By developing a work programme corresponding to the above objectives, SOCLIMPACT aims at allowing decision makers from all Small Island Member States and other EU islands and Outermost Regions, to get a sound knowledge about the possible climate induced impact chains, and a comprehensive evidence-based framework for research and policy. By using EU islands as living labs with a high replicability potential, SOCLIMPACT will provide stronger methodologies to better measure and asses the associated costs, benefits and risks of global Climate Change in other EU coastal regions.

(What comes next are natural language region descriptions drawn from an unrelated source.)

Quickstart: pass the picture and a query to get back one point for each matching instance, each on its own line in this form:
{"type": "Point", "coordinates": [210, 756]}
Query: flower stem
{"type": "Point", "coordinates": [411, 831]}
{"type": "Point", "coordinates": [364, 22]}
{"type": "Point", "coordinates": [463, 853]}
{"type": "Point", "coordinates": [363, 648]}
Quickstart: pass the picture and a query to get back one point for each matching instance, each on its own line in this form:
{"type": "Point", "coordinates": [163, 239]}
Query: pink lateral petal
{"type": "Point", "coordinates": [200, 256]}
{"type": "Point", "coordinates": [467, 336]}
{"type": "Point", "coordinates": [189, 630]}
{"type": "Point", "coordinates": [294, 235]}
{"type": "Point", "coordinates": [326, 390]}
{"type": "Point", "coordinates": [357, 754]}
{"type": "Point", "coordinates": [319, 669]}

The proposal relates to the topic “Pathways towards the decarbonisation and resilience of the European economy in the timeframe 2030-2050 and beyond” under the call “Greening the economy” and focuses more specifically on the scope “The risks and costs of Climate Change for Europe”, which aims at “further developing modelling tools and formulating more detailed and downscaled projections associated with the possible consequences of Climate Change, contributing to the evolution of methodologies in physical science, risk assessment and economics, applying to the analysis of possible impact chains, as well as to the economic valuation of climate in the EU”. By modelling new downscaled climate projections and their impacts with different geographical coverage than exiting, and by integrating different economic models with non-market assessment for modelling complex impact chains in the context of the EU Blue Economy, the project aims at providing new insights to climate researchers, economists and policy makers about the impacts of the Climate Change for the timeframe 2030-2100, including EU islands and outermost regions, this way addressing completely the challenge and scope of that topic. Indeed, the project will also rank and map tailored resilience and decarbonisation strategies, in the context of contrasted mitigation scenarios for each island, which will be rapidly transferred to the relevant policy makers via workshops and other communication actions that will take place in each island.
In particular, the SC5-06- 2016-2017 call had three sub calls. In 2016, topic a) addressed technology transitions, while topic b) dealt with “Assessment of the global mitigation efforts in the perspective of the long-term climate goal (2016)”, insisting in on the analysis of the consequences of COP21 and the Paris Agreement.